It was the best of times, and the worst of times, all at the same time; my days in Los Angeles in the mid to late 1980’s. I was playing the bass in several bands, sometimes different gigs in the same week with different bands. So crazy. Oh, and recording too, I learned to keep a “bass mobility kit” together for those last-minute studio calls when they happened. Word of mouth around Los Angeles about you as being a good bass player will help facilitate this, I quickly learned.
The festivals in the city were a joy to play at; the Sunset Junction Street Fair, and the West Hollywood Street Fair, among others, were the best, to me. There were other festivals, but those two stood out during my days of playing bass with the band known as Urban Artillery. I saw that the band was asked to return to those festival band line-ups for a few years running during the late 1980’s into the early 1990’s.
I loved playing in this band, as I was one of its two (yes two) electric bass players, and the drummers that did pass through the band were simply amazing. One drummer who played with the band at a West Hollywood Street Fair concert one year went on to play drums in the touring band for Kris Kristofferson. And yet another drummer who joined the band for a concert performance at the Sunset Junction Street Fair went on to play drums in the band called 4 Non Blondes. The band had a strong social message and stage presence that many people in Los Angeles took to and really liked.
The festival’s organizers liked the raw power of the band; they liked its originality and its style. I remember a couple of memorable performances at the West Hollywood Street Fair, and one in particular where I, the keyboard player, and the lead singer, were jumping really high into the air on stage during a particularly rousing song. The lead singer did a jump with a kick that launched one of his shoes at least 40 feet back into the audience.
We found it hilarious as a band, and wouldn’t you know it, someone in the audience returned the lead singer’s shoe after the band’s performance that afternoon. That’s the kind of people who attended these festivals back then; they loved the bands and saw them all as original with something to say, and stars in their own right whether they became big or not.
It was the worst of times because of the nature of the music industry itself. It is an extreme hit or miss industry, and those who miss find it hard to move forward, but not always. As a band, just because you miss once or twice back then didn’t mean that you weren’t going to get another shot at the big time.
This was Los Angeles after all, one of the key cities in the country to make a way forward in the music industry. And some of the bands there did move forward with their careers in music; a couple of them are still together today from back during those years that I lived there. And they still sound great.

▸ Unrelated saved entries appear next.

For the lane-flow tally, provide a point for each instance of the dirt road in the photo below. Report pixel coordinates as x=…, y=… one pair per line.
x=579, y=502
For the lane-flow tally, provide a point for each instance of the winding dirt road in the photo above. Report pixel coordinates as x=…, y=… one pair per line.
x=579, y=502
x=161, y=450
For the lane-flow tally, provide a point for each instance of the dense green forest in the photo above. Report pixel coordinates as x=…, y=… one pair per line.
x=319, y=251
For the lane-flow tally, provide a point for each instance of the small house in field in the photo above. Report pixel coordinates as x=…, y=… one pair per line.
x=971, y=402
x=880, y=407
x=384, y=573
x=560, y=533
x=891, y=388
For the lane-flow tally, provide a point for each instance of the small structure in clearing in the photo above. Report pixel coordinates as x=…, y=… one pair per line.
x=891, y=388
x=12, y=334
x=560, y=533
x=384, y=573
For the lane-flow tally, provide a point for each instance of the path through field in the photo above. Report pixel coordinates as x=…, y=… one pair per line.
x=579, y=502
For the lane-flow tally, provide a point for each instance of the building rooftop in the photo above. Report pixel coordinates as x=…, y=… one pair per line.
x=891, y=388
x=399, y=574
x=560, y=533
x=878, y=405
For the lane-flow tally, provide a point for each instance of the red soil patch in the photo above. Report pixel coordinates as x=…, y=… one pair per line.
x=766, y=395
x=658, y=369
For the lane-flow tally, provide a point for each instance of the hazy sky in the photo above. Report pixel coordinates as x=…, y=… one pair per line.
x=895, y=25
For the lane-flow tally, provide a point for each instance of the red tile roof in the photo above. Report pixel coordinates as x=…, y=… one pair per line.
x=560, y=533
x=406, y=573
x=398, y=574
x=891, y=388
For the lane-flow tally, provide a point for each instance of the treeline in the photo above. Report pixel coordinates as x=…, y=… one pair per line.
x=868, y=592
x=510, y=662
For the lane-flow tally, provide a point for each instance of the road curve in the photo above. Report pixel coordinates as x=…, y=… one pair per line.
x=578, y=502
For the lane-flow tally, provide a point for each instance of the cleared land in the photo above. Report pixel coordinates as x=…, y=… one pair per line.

But not all of the bands made their way forward; not all of the bands found a lucrative career in the music industry. It was a tough way of living for me as well as so many other musicians that I knew back then.
Throughout the passage of time though, I have seen many of the band members from several of the bands that made music in Los Angeles back in those days on today’s social media, and one thing is in common between those days and these times. Our love to play music is above all else, and in the end, it didn’t matter so much whether there was a lucrative music industry deal or not. What did matter was the fact that we were and are musicians first, and we continue to compose and play the music that comes from our hearts, spirits, and souls.
And that’s a pretty good place to be.